Core inflation in April was 4.7% for the twelve months ending in April. That’s up compared to March, Not so good.

4.7% takes quite a bit out of those 5.4% CDs many people here picked up earlier this year. After taxes, maybe there is some gain in real dollars. Maybe. Still it’s better than last year.

I need to sharpen my bargaining skills, especially with big ticket purchases.



Well one thing that 5% CDs has certainly deflated. The amount of “should I pay my mortgage off” threads here, lol.
 
Well one thing that 5% CDs has certainly deflated. The amount of “should I pay my mortgage off” threads here, lol.



Right. With a 2.5% mortgage and a Cola’d pension your gonna have to blast me out of here.
 
Using Audrey's chart, the average of the averages from 1950 through 2020 is 3.5%.

I'm not convinced that 3.0% long-term is a proper value to use in my projections. How measured, FED actions, and other factors I don't know or understand are working against us for the next 25 years.
 
I hope all those young folks who bought the first home using 2 to 3 percent money are grateful for that. My lowest fixed rate mortgage was 8 3/4%. Even today's 7% mortgages look good in comparison.
 
Gas is about $4/gal here, double what it was 3 years ago.

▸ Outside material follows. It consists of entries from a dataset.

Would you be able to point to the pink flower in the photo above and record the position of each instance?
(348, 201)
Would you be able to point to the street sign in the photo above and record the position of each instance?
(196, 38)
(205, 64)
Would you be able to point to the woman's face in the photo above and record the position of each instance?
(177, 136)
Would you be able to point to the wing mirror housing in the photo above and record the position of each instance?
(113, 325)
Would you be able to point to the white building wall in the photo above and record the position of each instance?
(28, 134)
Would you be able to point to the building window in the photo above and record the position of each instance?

Eggs are the only thing I've purchased that I've seen the price drop on, but that's only after the prices skyrocketed because of Avian flu. I'm still paying more for eggs than I was a couple years ago. And yes, a dishwasher on sale is not deflation. Homeowner's insurance went up 21%. It's a different world out there. When stocks drop, they always go back up and then more. But with inflation, the vast majority of prices don't drop back and even less. So, I'll take a temporary drop in stocks instead of permanent high price increases. It's a different world we live in now.
 
Right. With a 2.5% mortgage and a Cola’d pension your gonna have to blast me out of here.



Inflation is real and certainly is hugely impacting lower income people. But fortunately I have a 2.75% mortgage with Cola’d pension also. And for me since my biggest expense is my fixed mortgage my cola raises are definitely higher than my monthly fixed costs have been the past few years. And really since I retired 13 years ago as my pension is almost 40% higher than when I retired and my personal monthly expenditures sure havent went up nearly that much. My biggest possible “inflation” looming is the expiration of the “Trump tax cuts” in 2025.
 
.... So, I'll take a temporary drop in stocks instead of permanent high price increases. It's a different world we live in now.

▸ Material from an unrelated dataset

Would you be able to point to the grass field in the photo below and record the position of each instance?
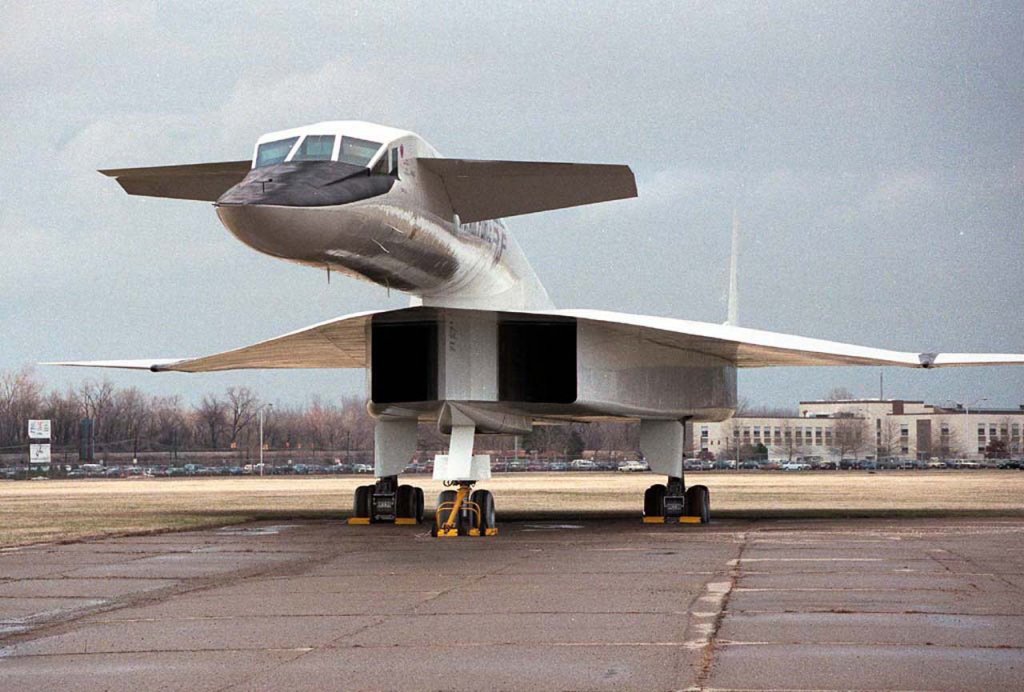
(47, 511)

An illustration. You have a $1 million invested in the S&P 500 in September 2000. By March 2009, it has dropped to $490k. (S&P 1495 to S&P 735) Question: When would you expect to recover the purchasing power you lost if, in March 2009, you expected average equity returns to be 7% and inflation to be 3%? (i.e. - don't look in retrospect, knowing the answer now). Answer: From Sep 2000 to March 2009, CPI went from 174 to 212.709, so you would have lost 18.2% of your purchasing power even if you had no nominal loss. But you had a 51% nominal loss, so the purchasing power of your portfolio is now only 45% of what it was in 2000. So you would need to increase your real portfolio by 2.22 times to break even. At 4% real return, 2.22 = (1.04)^x so x = 20 years. Or about 2029.

And that, my friend, is what two stock crashes in a row can do to your retirement plans. I personally worked at least 5 years longer than I originally planned just because of the dot com bomb and the mortgage meltdown. So, yes, I understand having to change your plans. It sucks.

I also understand inflation, and I'm willing to bet that everyone on this board does as well. It hurts every single one of us, and we would prefer that it be low. But your continued carping about it will not improve anything - for you or anyone else.